RiekeNews.com – Buat fotografer pemula hingga profesional, memilih antara kamera mirrorless dan DSLR adalah keputusan penting. Keduanya sama-sama mampu menghasilkan kualitas foto yang sangat baik, tetapi memiliki perbedaan mendasar dalam teknologi, ukuran, fitur, serta kebutuhan penggunaan. Agar kamu tidak salah pilih, berikut ulasan lengkap yang membandingkan dua jenis kamera ini secara objektif.

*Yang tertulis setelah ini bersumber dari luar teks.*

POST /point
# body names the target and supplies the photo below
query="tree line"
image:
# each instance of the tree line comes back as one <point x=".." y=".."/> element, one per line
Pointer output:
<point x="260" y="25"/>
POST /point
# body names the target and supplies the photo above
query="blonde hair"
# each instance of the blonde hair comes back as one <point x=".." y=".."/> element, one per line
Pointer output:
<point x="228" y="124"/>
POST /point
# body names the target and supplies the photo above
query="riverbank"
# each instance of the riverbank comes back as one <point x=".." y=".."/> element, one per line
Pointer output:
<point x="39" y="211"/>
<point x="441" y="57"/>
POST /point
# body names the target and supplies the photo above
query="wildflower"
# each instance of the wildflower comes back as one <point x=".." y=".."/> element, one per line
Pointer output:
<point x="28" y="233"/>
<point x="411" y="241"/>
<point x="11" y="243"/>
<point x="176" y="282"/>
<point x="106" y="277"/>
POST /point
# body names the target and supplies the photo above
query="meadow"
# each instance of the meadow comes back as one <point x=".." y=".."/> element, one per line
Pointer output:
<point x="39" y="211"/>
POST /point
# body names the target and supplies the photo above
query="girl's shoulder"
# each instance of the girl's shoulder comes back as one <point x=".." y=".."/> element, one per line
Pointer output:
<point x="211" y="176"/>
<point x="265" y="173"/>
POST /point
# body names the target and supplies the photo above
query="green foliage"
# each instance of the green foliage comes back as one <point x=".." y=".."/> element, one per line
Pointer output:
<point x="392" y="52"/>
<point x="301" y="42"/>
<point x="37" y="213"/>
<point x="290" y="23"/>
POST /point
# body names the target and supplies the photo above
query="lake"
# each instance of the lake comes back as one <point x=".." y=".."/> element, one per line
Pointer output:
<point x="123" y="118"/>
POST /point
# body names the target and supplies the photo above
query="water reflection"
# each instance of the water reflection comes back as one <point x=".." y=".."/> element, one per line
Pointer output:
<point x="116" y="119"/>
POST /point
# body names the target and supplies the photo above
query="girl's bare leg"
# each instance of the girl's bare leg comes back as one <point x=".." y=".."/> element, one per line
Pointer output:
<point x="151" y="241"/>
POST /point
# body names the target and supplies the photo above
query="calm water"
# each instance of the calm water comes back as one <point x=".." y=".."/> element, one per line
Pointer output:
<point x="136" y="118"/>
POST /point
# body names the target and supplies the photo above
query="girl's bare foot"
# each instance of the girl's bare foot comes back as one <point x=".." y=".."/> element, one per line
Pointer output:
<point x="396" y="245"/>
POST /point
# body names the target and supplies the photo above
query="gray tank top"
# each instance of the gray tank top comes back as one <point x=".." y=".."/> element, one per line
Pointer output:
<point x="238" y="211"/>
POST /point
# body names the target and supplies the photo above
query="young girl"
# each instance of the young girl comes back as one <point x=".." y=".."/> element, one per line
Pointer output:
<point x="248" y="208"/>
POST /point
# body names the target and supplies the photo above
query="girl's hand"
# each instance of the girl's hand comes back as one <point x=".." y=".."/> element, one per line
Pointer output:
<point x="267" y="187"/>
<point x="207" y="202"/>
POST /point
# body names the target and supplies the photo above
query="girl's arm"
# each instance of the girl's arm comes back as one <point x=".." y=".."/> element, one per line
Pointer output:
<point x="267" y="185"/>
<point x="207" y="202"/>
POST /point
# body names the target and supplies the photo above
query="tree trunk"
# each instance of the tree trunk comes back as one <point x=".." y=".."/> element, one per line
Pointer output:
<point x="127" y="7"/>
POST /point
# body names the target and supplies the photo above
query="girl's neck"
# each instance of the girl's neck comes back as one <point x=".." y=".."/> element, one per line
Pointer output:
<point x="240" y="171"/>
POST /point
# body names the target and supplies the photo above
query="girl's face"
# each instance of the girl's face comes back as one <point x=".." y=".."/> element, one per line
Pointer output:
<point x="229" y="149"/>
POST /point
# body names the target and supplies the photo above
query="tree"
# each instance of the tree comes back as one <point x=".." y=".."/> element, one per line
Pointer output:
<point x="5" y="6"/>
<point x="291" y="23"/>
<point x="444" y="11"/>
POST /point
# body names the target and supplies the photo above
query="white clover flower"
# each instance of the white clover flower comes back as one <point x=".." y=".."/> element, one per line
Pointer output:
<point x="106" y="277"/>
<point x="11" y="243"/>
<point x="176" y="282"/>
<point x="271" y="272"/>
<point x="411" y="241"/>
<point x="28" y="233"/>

Apa Itu DSLR dan Mirrorless?
DSLR (Digital Single-Lens Reflex)
DSLR menggunakan cermin dan prisma untuk memantulkan cahaya ke viewfinder optik. Teknologi ini sudah matang dan banyak dipakai fotografer profesional.
Mirrorless
Sesuai namanya, kamera ini tidak menggunakan cermin. Cahaya langsung masuk ke sensor, lalu menampilkan gambar melalui layar elektronik atau electronic viewfinder (EVF). Teknologinya lebih baru dan terus berkembang pesat.
Perbandingan Kamera Mirrorless vs DSLR
1. Ukuran dan Berat
- Mirrorless: Lebih kecil dan ringan karena tidak memiliki cermin dan prisma. Cocok untuk traveling dan penggunaan sehari-hari.
- DSLR: Lebih besar dan berat. Cocok untuk pengguna yang butuh grip kokoh dan feel profesional.
Pemenang: Mirrorless
2. Kualitas Gambar
Keduanya bisa memakai sensor APS-C maupun Full Frame.
- Mirrorless: Sensor modern dan pemrosesan gambar terbaru membuat hasil foto sangat tajam dan bersih.
- DSLR: Masih sangat bagus, tetapi perkembangan sensornya cenderung lebih lambat dibanding mirrorless.
Pemenang: Imbang, dengan keunggulan tipis di Mirrorless generasi baru
3. Autofocus
- Mirrorless: Menggunakan sensor dengan phase-detection on-sensor → AF lebih cepat, akurat, dan unggul untuk video serta tracking objek bergerak.
- DSLR: AF cepat di viewfinder optik, tetapi lambat di mode live view.
Pemenang: Mirrorless
4. Video Recording
- Mirrorless: Jauh lebih unggul. Banyak yang sudah mendukung 4K hingga 8K, stabilisasi IBIS, dan autofokus yang mulus.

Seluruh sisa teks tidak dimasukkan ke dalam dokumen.